Modeling and Therapeutic Targeting of p21-Activated Kinase Members in High-Risk Rhabdomyosarcoma
Rhabdomyosarcoma (RMS) is the most common tumor of the muscles affecting the pediatric population. RMS is highly aggressive and is classified by two subtypes, embryonal (ERMS) and alveolar (ARMS). Unfortunately, RMS has a high tendency to metastasize or to spread to different locations in the body. Despite aggressive treatments, patients with high-risk RMS still have a 5-year overall survival rate of only 20-30% highlighting the need for the new treatment options. Our lack of knowledge about the biology that contributes to metastasis limits the development of new treatment options for RMS. High-dose cytotoxic (cell-killing) chemotherapy and radiation are the current treatments for RMS and can have tremendous side effects in children such as damaging the heart and kidneys.

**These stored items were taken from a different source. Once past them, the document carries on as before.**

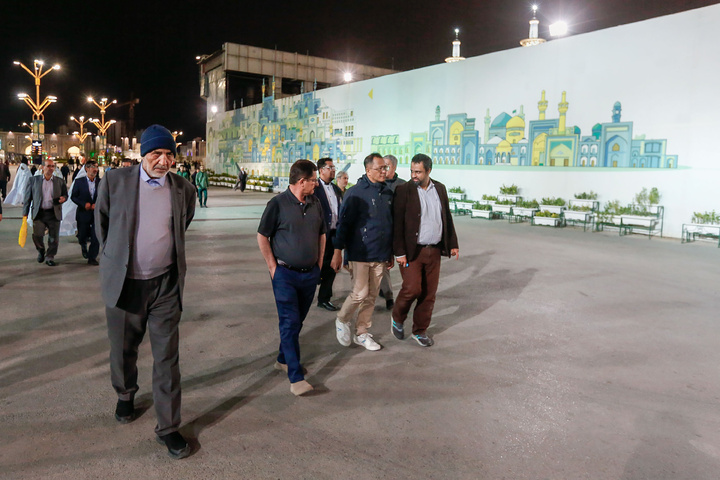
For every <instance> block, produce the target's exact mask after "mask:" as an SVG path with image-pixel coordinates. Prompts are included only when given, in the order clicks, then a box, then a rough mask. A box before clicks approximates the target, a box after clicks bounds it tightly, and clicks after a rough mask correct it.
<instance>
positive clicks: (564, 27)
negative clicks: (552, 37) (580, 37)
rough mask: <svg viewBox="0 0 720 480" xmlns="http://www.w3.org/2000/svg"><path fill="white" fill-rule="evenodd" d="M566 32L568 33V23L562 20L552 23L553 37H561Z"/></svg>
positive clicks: (551, 31) (550, 28)
mask: <svg viewBox="0 0 720 480" xmlns="http://www.w3.org/2000/svg"><path fill="white" fill-rule="evenodd" d="M565 34H567V23H565V22H562V21H560V22H555V23H553V24H552V25H550V36H551V37H560V36H562V35H565Z"/></svg>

Therefore, we must gain insights into the critical changes occurring in the RMS cells that are contributing to tumor formation and aggressive metastatic disease in order to develop less toxic, targeted therapies. Targeted therapy exploits a feature unique to the tumor to kill it while traditional chemotherapy kills any rapidly dividing cell. To date, few actionable alterations have been identified for the development of targeted therapies in RMS. In our studies of pediatric sarcomas, we have identified p21-activated kinases (PAKs) as key contributors to RMS cell survival and tumor cell spreading. PAKs are altered in many cancers and are attractive therapeutic targets for drug development. No prior studies have demonstrated the role of PAKs in RMS but our ongoing studies demonstrate PAKs are a key mediator of RMS tumor progression.
Project Update - June 2, 2020
Rhabdomyosarcoma is the most common skeletal muscle tumor in children. Unfortunately for children with disease that behaves more aggressively or metastasizes, it is often difficult to treat. Our laboratory has identified a pathway in rhabdomyosarcoma cells that appears to be vital for their survival and spread to other parts of the body. Specifically, we have found that p21-activated kinases, or PAKs, are active in these more aggressive conditions. We have been assessing inhibitors of this pathway and noted significant anti-tumor activity using these inhibitors. We are now actively working on identifying additional therapies that we can combine with PAK inhibitors to combat and eradicate rhabdomyosarcoma. We are using our experience in using human tumor models and testing novel therapies to determine optimal therapies.